Thanks to an ever-growing array of tomato varieties, there’s a delicious — and colorful — option for every garden.
What type of tomatoes should you grow? Whether you opt for compact plants or sprawling vines, stagger your crops by planting early- and late-fruiting plants for one delicious, tomato-packed season. Experiment! Grow bite-size gems (cherry, grape, or currant) or big, beefy slicers for the epitome of fresh fruit. Choose from time-tested heirlooms with disease tolerance to patio varieties that grow well in containers — some of the newest, most diminutive plants can produce a summer-long display in a hanging basket.
When selecting varieties for this year’s garden, consider how you will use the fruit. Do you long to eat sweet handfuls of cherry tomatoes right off the vine or simply sliced and sprinkled with salt?
If you prefer, revel in the goodness of firm-flesh paste tomatoes — perfect for cooking, canning, and freezing. Try heirlooms for luscious, fine-as-wine flavors as well as unusual colors and shapes. Whatever your preference, harvest any ripe tomato when it is fully colored, and enjoy it as soon as possible at its peak of flavor.
Pick and Choose
Your choice of tomato plants also depends on how much sunny garden space you have. Tomatoes like 6 to 8 hours of sun. Keep these tips in mind when choosing plants. Indeterminate varieties (they bear fruit throughout the season) reach up to 12 feet and need sturdy cages or other supports. Determinate tomatoes (they bear their fruit all at once) are compact, bushy plants that reach 1 to 4 feet, are ideal for potted gardens, and need little more than a stake to remain upright. Mix it up. If space isn’t an issue, consider planting a combination of indeterminate and determinate varieties for a summer-long harvest. Tomatoes need about 2 – 3 feet of space between plants.
Tomato Growing Tips
Tomatoes are easy to grow. And the homegrown taste makes the effort worthwhile. Follow these tips for a successful harvest:
- Choose a site with plenty of sunlight (at least 6 to 8 hours of direct sunlight a day) and well-drained soil.
- Enrich the soil with compost. It helps hold soil moisture and boosts nutrients and beneficial microbes. Add crushed eggshells — the calcium helps fruit develop properly.
- Wait to plant until after the date of your last average spring frost, so a late-spring cold snap doesn’t sneak up and kill your plants.
- Space them out so plants have room to reach their full size. Good air circulation between plants will help cut down on disease.
- Stake or cage your tomatoes. The best way to produce the most tomatoes is to stake or cage the plants. This opens up foliage to sunlight and keeps fruit from sitting on the ground and being prone to insect damage. Add cages while the plants are small. The tomato will grow up through the cage.

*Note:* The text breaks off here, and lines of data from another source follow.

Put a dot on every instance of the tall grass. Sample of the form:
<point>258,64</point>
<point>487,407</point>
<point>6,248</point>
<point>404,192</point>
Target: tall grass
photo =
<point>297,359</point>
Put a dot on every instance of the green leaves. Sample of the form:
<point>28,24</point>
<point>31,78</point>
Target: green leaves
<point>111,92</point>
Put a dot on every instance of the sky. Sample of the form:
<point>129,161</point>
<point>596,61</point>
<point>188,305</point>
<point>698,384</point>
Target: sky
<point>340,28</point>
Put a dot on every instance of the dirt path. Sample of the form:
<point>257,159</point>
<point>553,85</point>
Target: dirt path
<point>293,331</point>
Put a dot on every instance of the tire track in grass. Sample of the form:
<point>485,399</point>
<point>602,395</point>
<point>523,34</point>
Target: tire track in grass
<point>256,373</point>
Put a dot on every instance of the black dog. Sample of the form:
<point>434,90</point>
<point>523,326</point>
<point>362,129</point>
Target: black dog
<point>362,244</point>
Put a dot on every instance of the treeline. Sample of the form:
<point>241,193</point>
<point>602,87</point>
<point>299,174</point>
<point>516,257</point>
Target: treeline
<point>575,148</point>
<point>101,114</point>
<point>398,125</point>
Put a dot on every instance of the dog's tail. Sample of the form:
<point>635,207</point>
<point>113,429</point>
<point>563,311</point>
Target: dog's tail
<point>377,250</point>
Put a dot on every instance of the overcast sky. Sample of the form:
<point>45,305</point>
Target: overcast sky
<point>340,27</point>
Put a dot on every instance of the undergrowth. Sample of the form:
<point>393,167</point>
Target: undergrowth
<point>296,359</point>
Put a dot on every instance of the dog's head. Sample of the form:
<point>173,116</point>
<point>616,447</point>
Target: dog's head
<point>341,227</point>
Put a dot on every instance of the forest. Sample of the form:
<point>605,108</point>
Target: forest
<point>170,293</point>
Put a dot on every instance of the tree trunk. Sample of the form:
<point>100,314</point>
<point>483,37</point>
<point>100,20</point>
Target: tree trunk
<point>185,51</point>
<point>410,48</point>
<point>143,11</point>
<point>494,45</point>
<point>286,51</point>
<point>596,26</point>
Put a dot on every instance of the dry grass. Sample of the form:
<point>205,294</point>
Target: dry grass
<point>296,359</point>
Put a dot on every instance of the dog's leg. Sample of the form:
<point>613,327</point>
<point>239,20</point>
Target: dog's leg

- Remove the bottom leaves and bury two-thirds of the stem. The buried stem will give some support to unwieldy plants with a heavy-duty cage anchored with stakes. Foliage and fruit will receive more sunlight and be less prone to disease.
- Dish up nutrients by scratching a balanced, slow-release fertilizer into the soil around the plant. This will aid growth and fruit production.
- Spread a mulch of straw, compost, or shredded leaves to conserve moisture and keep the soil from cracking in the hot sun. Form a basin with the mulch to collect water.
- Water your plants in the morning so plants are fortified for the heat of the day and so that foliage can dry off before nightfall. Even better: Water at the base of plants with a soaker hose or drip irrigation system.
- Watch for pests, including tomato hornworm, which can eat lots of tomato leaves in just an evening. Just pick off this pest and drop it in a cup of soapy water.